Central banks have been pumping up enormous amounts of cash into the financial markets and the global economy, keeping them on life support. Now that central banks have been closing the tap for this free cash, the global economy has shown great signs of weakness. Anyway, this is the basis for another long winter night story.
The fact is that global economy is heading into recession and the Eurozone economy is among the weakest right now, together with Britain. Manufacturing is the heavies affected sector and manufacturing reports coming out of Europe yesterday painted a really gloomy picture. Below are the charts for the main Eurozone economies, so you can have a look for yourself:
Italian manufacturing in recession
Spanish manufacturing in contraction
French manufacturing in contraction
German manufacturing in deep recession
EU manufacturing heading into recession
As you can see from the manufacturing PMI charts above, this sector is now contracting in all major Eurozone countries. The Italian economy fell into recession in H2 of last year, pulling manufacturing down with it, which has been in recession for 2 months now and in contraction for 8 months. In France, manufacturing has been holding up better, falling into contraction twice before and moving higher again. But in July it fell in contraction again as the PMI indicator came at 49.7 points.
Manufacturing was holding up well in Spain as well, but that lasted until June when the PMI indicator came in at 47.9 points. It improved a bit in July but it still remains in contraction. Then you see the German and Eurozone manufacturing charts and you get totally depressed. This, together with the industrial sector are the most important sectors by far in Germany and they are in a really deep stagnation, which will soon turn into recession. The Eurozone manufacturing chart also looks terrible, so everything is pointing down.
Then we change into the inflation charts and see that the picture is not any better here either. Headline CPI (consumer price index) inflation fell to 1.1% in July while core CPI fell below 1.0%, coming at 0.9% as last week’s report showed.
Inflation declined to 1.1% in the Eurozone in July
Core CPI fell below 1.0% again last month
Inflation is pretty weak and the worst thing is that the chart show that the trend for the headline CPI is bearish.

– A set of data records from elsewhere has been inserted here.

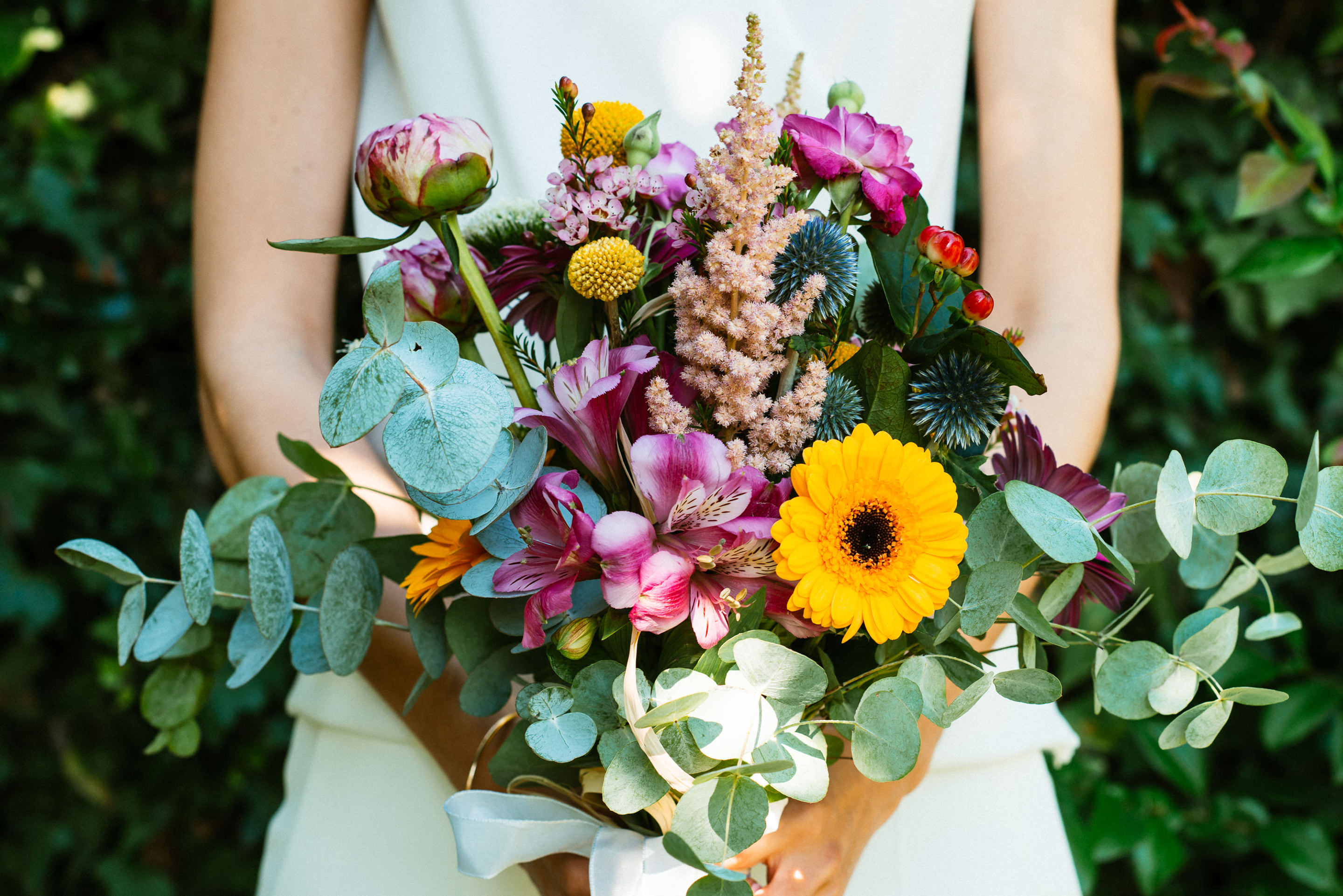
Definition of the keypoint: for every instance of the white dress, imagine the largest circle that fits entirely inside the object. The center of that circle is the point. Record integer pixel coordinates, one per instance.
(363, 800)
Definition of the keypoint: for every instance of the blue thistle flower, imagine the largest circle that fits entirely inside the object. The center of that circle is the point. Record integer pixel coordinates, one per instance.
(820, 248)
(957, 400)
(841, 412)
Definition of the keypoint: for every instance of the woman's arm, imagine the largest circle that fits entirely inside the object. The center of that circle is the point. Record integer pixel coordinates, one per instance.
(1051, 185)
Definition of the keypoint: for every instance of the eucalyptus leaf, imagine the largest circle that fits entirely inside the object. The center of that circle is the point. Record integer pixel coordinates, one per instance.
(198, 569)
(1240, 468)
(270, 577)
(97, 557)
(1275, 625)
(351, 598)
(1052, 523)
(1322, 539)
(1176, 505)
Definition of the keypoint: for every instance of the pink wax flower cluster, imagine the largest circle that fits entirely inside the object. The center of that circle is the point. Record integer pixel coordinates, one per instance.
(598, 194)
(425, 165)
(845, 147)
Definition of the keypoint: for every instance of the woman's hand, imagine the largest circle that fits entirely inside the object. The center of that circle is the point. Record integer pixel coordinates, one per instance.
(818, 845)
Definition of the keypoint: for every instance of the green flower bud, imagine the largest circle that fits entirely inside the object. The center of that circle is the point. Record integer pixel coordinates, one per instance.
(848, 95)
(643, 142)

Core CPI fell below 1.0% again which is the minimum target by the European Central Bank (ECB). The ECB sounded really dovish last week, although they didn’t set a date for another stimulus package which in my opinion, is coming soon, especially after the weak inflation and manufacturing data from the Eurozone this week.
The support at 1.11 has been broken now
EUR/USD broke below the long term support level at 1.11 on Wednesday after a not-so-dovish FED, but I assume we will see 1.10 go soon and this pair will head for 2016 lows at 1.03. We have a long-term bearish bias for this pair, so we will try to get n on the short side during pullbacks higher.
so why is EUR/USD not one of your signals?
Because trends don’t go down in a straight line, there are pullbacks higher and further pushes to the downside. We are waiting for the pullback higher to be complete before going short.